Axoneme-dependent tubulin modifications in singlet microtubules of the Drosophila sperm tail

Drosophila melanogaster sperm tubulins are posttranslationally glutamylated and glycylated. We show here that axonemes are the substrate for these tubulin C-terminal modifications. Axoneme architecture is required, but full length, motile axonemes are not necessary. Tubulin glutamylation occurs during or shortly after assembly into the axoneme; only glutamylated tubulins are glycylated. Tubulins in other testis microtubules are not modified. Only a small subset of total Drosophila sperm axoneme tubulins have these modifications. Biochemical fractionation of Drosophila sperm showed that central pair and accessory microtubules have the majority of poly-modified tubulins, whereas doublet microtubules have only small amounts of mono- and oligo-modified tubulins.
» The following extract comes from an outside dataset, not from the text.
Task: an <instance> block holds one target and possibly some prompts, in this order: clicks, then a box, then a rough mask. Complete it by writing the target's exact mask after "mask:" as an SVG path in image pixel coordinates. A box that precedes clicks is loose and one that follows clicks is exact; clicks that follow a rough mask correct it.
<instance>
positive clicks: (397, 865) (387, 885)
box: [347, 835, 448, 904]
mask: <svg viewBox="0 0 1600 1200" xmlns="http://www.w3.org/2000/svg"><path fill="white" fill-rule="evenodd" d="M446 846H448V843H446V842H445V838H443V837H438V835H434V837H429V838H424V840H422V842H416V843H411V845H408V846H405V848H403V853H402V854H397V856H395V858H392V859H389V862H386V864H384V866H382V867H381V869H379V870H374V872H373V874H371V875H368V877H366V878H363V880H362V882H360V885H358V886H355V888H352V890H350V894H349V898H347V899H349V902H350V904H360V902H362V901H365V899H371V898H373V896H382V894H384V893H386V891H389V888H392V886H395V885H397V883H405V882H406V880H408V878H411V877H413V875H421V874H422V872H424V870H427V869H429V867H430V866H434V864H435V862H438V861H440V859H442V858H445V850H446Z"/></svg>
Glutamylation patterns for different beta-tubulins experimentally assembled into axonemes were consistent with utilization of modification sites corresponding to those identified in other organisms, but surrounding sequence context was also important. We compared tubulin modifications in the 9 + 9 + 2 insect sperm tail axonemes of Drosophila with the canonical 9 + 2 axonemes of sperm of the sea urchin Lytichinus pictus and the 9 + 0 motile sperm axonemes of the eel Anguilla japonica. In contrast to Drosophila sperm, L. pictus sperm have equivalent levels of modified tubulins in both doublet and central pair microtubule fractions, whereas the doublets of A. japonica sperm exhibit little glutamylation but extensive glycylation. Tubulin C-terminal modifications are a prevalent feature of motile axonemes, but there is no conserved pattern for placement or amount of these modifications. We conclude their functions are likely species-specific.